Double strand binding–single strand incision mechanism for human flap endonuclease: Implications for the superfamily

Detailed structural, mutational, and biochemical analyses of human FEN1/DNA complexes have revealed the mechanism for recognition of 5′ flaps formed during lagging strand replication and DNA repair. FEN1 processes 5′ flaps through a previously unknown, but structurally elegant double-stranded (ds) recognition/single stranded (ss) incision mechanism that both selects for 5′ flaps and selects against ss DNA or RNA, intact dsDNA, and 3′ flaps. Two major DNA binding interfaces, including a K+ bridge between the DNA and the H2TH motif, are spaced one helical turn apart and together select for substrates with dsDNA. A conserved helical gateway and a helical cap protects the two-metal active site and selects for ss flaps with free termini. Structures of substrate and product reveal an unusual step between binding substrate and incision that involves a double base unpairing with incision occurring in the resulting unpaired DNA or RNA. Ordering of the active site requires a disorder-to-order transition induced by binding of an unpaired 3′ flap, which ensures that the product is ligatable. Comparison with FEN superfamily members, including XPG, EXO1, and GEN1, identifies superfamily motifs such as the helical gateway that select for ss–dsDNA junctions and provides key biological insights into nuclease specificity and regulation.

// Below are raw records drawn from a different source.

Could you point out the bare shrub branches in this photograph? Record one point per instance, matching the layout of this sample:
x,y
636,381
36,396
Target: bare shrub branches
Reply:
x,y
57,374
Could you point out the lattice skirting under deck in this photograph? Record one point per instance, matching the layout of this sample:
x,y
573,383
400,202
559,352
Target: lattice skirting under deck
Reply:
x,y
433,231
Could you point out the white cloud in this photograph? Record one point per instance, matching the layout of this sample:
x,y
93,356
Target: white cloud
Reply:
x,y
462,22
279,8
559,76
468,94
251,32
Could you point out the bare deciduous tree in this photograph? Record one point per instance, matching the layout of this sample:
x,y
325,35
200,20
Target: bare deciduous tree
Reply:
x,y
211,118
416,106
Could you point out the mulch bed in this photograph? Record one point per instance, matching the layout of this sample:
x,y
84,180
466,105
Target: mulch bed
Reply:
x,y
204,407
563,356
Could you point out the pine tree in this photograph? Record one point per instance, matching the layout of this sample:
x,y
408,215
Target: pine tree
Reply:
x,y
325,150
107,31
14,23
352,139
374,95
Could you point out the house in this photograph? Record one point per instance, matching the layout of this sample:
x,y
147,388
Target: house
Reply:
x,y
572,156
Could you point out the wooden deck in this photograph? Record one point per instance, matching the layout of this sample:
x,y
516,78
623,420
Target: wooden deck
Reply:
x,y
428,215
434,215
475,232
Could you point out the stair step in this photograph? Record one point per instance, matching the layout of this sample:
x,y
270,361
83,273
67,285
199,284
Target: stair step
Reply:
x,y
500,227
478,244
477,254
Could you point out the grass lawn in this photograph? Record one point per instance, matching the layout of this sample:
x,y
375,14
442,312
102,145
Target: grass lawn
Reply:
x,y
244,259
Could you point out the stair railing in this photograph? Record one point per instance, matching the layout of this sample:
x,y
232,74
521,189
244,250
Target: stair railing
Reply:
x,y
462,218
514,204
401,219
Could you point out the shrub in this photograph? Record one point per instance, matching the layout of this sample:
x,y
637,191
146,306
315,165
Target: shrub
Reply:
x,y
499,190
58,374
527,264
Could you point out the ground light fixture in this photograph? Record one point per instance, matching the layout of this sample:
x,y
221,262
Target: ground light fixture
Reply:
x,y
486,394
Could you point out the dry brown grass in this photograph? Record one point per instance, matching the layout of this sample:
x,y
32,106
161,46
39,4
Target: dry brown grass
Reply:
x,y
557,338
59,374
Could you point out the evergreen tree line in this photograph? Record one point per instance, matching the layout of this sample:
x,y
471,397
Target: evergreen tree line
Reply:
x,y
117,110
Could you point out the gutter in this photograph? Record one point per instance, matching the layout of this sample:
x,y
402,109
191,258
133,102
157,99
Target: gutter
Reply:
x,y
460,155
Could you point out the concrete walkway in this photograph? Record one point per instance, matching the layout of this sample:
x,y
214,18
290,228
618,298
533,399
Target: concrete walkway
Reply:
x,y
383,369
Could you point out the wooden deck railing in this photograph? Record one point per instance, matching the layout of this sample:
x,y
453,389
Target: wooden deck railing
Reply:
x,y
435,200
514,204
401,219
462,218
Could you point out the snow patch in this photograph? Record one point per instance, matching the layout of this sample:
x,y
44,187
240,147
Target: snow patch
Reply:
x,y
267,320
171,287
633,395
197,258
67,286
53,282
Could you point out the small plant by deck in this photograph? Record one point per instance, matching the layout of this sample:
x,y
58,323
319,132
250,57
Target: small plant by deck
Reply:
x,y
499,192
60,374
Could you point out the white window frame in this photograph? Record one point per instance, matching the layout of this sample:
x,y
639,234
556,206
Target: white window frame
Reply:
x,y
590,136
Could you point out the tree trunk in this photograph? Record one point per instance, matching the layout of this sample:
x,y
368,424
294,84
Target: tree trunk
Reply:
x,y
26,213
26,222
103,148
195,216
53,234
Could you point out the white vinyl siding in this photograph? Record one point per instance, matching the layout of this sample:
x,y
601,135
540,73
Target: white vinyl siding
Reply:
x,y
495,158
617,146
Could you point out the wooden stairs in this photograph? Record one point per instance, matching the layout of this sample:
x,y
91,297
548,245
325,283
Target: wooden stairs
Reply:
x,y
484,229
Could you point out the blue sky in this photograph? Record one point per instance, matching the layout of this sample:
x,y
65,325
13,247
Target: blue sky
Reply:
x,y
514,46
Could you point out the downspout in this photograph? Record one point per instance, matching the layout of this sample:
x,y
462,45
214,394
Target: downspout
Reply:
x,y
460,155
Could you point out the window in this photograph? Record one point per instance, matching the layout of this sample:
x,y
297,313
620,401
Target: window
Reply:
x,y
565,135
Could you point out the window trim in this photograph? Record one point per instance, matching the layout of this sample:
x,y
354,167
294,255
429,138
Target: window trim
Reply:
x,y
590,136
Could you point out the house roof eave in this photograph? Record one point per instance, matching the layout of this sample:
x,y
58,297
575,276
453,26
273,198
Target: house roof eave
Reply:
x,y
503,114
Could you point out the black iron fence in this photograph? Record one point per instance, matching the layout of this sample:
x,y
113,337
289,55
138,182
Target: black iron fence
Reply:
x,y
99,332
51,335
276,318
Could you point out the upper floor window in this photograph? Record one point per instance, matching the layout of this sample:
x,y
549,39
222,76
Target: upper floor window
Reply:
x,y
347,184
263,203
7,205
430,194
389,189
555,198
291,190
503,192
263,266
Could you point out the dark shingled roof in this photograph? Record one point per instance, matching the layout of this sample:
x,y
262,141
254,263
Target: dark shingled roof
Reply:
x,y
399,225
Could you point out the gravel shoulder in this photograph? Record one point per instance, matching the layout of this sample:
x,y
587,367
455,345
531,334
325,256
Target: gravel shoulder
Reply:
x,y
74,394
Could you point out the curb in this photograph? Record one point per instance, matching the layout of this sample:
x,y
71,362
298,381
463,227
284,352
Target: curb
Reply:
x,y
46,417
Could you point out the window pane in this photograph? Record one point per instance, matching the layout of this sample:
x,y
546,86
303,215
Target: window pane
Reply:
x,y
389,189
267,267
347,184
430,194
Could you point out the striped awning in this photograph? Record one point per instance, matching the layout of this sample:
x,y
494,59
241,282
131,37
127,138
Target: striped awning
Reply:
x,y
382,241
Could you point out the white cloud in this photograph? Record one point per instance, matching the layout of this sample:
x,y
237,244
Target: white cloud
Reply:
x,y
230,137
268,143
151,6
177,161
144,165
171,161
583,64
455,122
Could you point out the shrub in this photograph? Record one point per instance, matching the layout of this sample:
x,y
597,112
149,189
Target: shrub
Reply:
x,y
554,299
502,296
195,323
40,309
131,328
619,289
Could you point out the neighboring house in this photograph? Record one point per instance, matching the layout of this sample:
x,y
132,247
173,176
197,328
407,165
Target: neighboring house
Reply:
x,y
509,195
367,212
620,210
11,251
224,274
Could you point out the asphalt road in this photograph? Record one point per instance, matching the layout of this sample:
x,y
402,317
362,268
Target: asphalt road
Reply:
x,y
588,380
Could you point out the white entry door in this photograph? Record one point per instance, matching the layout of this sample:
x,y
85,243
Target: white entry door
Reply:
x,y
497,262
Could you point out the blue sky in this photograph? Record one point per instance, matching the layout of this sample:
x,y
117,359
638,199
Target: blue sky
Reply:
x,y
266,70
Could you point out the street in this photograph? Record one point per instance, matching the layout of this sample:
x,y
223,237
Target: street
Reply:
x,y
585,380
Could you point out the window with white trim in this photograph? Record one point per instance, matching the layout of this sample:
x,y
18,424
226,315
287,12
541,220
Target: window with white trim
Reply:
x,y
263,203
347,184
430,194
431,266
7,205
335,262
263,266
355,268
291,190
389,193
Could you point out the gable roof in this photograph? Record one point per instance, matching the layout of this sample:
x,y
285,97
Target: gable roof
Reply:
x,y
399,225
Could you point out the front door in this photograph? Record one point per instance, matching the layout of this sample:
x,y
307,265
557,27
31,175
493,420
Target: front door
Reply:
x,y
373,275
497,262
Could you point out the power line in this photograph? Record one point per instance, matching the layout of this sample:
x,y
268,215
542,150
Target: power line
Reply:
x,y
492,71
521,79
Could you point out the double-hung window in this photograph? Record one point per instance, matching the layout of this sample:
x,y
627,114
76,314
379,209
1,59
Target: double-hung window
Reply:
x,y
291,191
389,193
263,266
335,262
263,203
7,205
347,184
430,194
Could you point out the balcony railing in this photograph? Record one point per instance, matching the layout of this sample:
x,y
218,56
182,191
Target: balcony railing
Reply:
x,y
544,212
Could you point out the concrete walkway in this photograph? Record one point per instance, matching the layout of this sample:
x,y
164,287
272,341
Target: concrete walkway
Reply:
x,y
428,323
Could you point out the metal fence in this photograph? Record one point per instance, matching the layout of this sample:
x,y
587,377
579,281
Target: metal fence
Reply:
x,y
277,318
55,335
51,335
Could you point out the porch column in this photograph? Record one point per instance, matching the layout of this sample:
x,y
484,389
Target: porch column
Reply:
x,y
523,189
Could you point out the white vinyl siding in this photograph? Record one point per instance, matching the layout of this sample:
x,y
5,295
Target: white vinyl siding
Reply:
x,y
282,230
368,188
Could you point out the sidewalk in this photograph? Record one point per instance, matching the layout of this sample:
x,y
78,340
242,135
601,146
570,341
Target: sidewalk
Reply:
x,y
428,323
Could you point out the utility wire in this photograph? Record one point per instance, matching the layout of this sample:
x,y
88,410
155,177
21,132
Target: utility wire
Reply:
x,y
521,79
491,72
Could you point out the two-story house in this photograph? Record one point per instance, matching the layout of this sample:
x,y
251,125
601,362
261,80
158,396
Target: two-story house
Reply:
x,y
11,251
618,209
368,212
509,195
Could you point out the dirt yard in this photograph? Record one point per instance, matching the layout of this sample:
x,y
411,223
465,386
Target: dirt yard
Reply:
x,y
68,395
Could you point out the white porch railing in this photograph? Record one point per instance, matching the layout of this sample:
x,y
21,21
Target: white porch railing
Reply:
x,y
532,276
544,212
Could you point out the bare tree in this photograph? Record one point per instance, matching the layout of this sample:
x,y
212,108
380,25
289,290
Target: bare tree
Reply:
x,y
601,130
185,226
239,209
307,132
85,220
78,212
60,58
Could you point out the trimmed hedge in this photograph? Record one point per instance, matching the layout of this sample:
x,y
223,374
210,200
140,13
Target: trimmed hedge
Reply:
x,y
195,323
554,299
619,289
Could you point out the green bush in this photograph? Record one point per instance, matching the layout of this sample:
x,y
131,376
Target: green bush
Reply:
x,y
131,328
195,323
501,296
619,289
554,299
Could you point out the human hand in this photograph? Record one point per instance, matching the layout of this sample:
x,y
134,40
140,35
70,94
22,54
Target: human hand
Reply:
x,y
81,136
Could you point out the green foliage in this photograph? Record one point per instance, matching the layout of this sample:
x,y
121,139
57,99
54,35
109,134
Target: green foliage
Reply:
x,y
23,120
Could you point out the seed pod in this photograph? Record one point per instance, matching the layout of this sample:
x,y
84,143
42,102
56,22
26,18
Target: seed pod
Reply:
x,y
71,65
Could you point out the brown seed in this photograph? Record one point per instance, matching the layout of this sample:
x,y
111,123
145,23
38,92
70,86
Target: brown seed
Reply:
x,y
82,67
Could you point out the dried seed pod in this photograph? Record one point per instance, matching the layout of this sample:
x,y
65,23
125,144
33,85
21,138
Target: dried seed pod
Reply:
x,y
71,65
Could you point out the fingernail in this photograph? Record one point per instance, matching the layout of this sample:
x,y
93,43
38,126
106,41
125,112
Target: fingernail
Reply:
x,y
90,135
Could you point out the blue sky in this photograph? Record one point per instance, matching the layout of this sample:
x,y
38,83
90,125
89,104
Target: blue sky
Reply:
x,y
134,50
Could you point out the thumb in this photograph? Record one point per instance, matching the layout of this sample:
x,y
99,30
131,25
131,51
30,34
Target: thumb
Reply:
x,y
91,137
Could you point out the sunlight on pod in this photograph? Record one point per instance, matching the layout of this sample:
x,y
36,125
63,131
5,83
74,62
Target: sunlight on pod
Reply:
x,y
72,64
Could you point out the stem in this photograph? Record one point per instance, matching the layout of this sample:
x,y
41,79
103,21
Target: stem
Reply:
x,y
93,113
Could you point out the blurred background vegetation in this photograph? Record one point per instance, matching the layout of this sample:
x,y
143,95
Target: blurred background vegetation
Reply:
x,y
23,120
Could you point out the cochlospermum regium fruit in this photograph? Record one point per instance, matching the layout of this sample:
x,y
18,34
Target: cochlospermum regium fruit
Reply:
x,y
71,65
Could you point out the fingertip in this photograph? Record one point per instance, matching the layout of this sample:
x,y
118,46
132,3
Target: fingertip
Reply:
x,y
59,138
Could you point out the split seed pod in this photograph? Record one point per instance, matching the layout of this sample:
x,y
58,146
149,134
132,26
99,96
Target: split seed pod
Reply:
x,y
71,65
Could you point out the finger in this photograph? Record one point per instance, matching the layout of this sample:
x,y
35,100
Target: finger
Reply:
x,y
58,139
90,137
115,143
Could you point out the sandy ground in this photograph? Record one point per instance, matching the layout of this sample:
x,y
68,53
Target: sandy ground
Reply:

► FEN1:DNA structures and mutations reveal 5′-flap recognition mechanism and incision. ► FEN1 recognizes and incises 5′ flaps through dsDNA binding–ssDNA incision. ► FEN1 binds 100° bent dsDNA and unpaired 3′-flap to thread 5′-end near the active site for incision. ► Binding of unpaired 3′ flap and dsDNA induces disorder-to-order transition to align residues for catalysis. ► Two nucleotides of 5′-flap must unpair to productively position phosphodiester near the two catalytic metals.